So Why Are EVs Finally Becoming More Desirable?

With a far bigger selection, falling prices and a newly available federal tax credit, there’s finally a decent market for affordable, pre-owned electric vehicles (EVs).

The truth of the matter is that people buy more than twice as many used cars as brand-new models, so a vibrant secondary market is key to broader EV adoption.

It just so happens that early EV adopters are now trading in their cars for new models, creating a larger pool of pre-owned options.

Dealers sold an estimated 41,000 used EVs in the second quarter of this year — a 36% jump from a year ago, and 77% higher than during the second quarter of 2021, according to Cox Automotive.

Nissan Leaf–the world’s first mass-produced EV.

The average price of a new EV is a little over $55,000, down nearly $10,000 since the third quarter of 2022. But used EVs are even cheaper: an average of $41,630, down from about $55,000 last year.

For the first time, used EVs are eligible for a federal tax credit of up to 30% of the purchase price (capped at $4,000), which helps make them even more affordable.

To qualify, cars must be purchased from a licensed dealership for less than $25,000. There are income limits on buyers, too: $75,000 for single tax filers, $150,000 for joint filers, and $112,500 for heads of household.

That means you’re mostly looking at older EVs with limited range, plus plug-in hybrids, according to EV data research firm Recurrent Auto. And given the expected range of most buyers today, second-hand EVs fall behind the accepted norm considerably.

For example, the 2011-2017 Nissan Leaf, 2015-2019 VW eGolf and the 2014-2019 BMW i3, all have a range of under 100 miles, while most new EVs landing in showrooms today deliver over 250 miles.

Some longer-range models, like the Chevrolet Bolt EV or Hyundai Kona, could come in below the $25,000 threshold if you negotiate well. (Used Teslas are likely too expensive to qualify.)

There’s one catch. About 45% of used car sales involve private parties, so buying your neighbor’s old EV doesn’t qualify you for the tax break.

There’s a potential workaround involving a new app called Caramel that aims to facilitate used-car transactions for private sellers and independent dealers.

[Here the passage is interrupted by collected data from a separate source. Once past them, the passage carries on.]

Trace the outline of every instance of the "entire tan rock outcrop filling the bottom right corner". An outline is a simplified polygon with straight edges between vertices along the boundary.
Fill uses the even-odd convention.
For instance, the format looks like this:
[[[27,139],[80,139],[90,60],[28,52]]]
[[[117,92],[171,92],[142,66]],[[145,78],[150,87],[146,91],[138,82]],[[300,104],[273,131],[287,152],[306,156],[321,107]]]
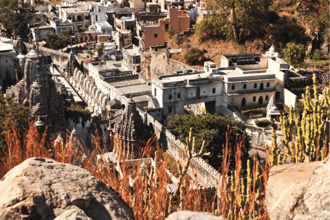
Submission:
[[[270,170],[266,206],[271,220],[330,220],[330,159]]]

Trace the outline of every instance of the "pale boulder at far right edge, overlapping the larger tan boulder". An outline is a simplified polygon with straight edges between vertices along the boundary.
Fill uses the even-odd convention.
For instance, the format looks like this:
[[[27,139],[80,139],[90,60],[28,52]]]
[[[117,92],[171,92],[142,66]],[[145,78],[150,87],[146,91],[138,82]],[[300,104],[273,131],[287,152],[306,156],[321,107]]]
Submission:
[[[330,157],[313,172],[304,196],[313,219],[330,219]]]

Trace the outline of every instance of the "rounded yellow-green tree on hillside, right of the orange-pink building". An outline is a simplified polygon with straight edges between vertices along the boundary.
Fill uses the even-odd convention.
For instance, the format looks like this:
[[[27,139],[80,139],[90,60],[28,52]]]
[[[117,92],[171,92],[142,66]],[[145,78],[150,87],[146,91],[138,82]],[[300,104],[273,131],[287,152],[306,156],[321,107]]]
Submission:
[[[223,36],[232,39],[232,31],[228,25],[228,20],[220,14],[207,14],[203,20],[195,25],[195,33],[198,36]]]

Caramel doesn’t list cars. But once a buyer and seller agree on a deal, it acts as a digital checkout, providing a secure platform for payment, title transfer and registration. Caramel also offers insurance, warranties and financing.

Because Caramel is registered as a licensed dealer in a handful of states (but can operate in all 50), it can act as the “dealer” in a private sale. That could make purchases completed there eligible for the $4,000 used-car tax credit.

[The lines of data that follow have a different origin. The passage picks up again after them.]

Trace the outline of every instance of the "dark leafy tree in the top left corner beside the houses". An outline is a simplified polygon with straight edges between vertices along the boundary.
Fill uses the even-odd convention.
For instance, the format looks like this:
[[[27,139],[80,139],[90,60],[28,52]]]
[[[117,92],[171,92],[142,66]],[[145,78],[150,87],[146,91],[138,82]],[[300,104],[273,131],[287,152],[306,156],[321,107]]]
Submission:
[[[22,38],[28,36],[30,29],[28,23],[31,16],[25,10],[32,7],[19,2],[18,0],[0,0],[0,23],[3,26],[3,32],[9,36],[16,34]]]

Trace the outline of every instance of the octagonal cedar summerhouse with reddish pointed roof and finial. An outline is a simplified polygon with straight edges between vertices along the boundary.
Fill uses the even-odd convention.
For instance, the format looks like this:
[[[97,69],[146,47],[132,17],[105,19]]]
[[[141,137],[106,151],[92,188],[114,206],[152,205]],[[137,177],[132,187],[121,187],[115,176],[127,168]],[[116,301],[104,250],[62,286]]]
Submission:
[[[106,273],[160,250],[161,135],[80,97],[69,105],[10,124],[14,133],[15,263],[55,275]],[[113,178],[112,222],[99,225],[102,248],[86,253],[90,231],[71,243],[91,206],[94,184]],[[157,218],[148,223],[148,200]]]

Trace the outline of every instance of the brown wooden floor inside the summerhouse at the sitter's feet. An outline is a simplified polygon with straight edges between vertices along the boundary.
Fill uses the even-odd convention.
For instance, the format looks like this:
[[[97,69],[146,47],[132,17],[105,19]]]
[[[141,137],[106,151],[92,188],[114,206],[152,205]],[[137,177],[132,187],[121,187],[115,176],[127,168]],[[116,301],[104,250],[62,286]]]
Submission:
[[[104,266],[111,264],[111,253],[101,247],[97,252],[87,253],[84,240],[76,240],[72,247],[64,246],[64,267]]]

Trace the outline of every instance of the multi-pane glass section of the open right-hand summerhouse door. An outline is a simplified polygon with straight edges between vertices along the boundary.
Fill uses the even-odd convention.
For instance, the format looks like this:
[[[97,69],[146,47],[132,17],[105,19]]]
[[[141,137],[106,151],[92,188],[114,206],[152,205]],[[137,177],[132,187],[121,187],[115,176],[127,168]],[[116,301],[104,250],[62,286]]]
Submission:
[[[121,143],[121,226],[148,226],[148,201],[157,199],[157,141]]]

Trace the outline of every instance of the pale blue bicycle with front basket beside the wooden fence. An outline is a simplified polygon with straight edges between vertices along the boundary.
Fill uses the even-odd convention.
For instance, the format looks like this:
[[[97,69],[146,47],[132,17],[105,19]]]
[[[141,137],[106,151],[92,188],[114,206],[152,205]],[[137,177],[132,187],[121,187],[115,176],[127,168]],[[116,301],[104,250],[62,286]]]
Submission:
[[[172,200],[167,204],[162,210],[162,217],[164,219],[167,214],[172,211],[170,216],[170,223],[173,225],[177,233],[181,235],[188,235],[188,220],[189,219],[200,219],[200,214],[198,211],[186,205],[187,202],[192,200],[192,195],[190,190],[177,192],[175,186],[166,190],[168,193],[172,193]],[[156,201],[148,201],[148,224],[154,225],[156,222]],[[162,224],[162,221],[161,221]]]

This IRS hack wasn’t part of the original business plan when Craig Nehamen and Ed Brojerdi founded the company 18 months ago. But it’s a serendipitous bonus that users seem to have discovered.

While EVs account for less than 1% of all used car sales, according to Cox, they represent about 20% of Caramel transactions. The big question is—will an electric car’s battery last through multiple owners?

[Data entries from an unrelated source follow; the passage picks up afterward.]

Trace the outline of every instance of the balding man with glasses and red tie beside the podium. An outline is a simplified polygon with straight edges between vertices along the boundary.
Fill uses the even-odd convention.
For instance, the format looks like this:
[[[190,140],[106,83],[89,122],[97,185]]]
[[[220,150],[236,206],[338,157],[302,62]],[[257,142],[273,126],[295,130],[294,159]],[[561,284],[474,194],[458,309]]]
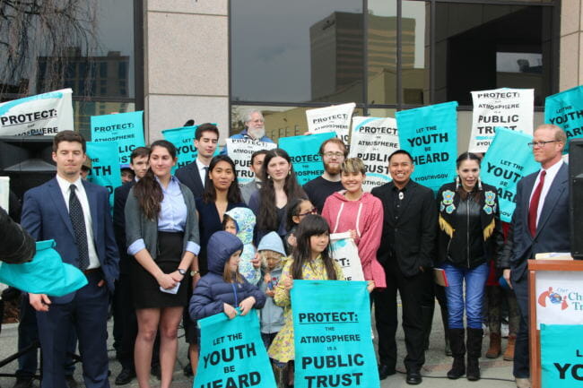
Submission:
[[[530,145],[541,170],[518,182],[512,253],[509,263],[500,263],[520,308],[513,371],[519,388],[530,387],[527,260],[539,253],[570,252],[569,171],[561,159],[566,142],[566,134],[556,125],[535,129]]]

Like your smartphone, EV batteries degrade over time — on average around 2%-3% a year, according to Scott Case, CEO of Recurrent, which tracks battery performance data supplied by a nationwide fleet of EV drivers. The rate of degradation depends on how the car is charged and driven, and the kind of weather it experiences.


There aren’t enough older EVs yet for a full analysis. But so far, it appears EV batteries are holding up better than experts predicted, and will last longer than the usual eight-year warranty period. For those looking for a used EV, the best place to find an affordable one may well be on the used car lot.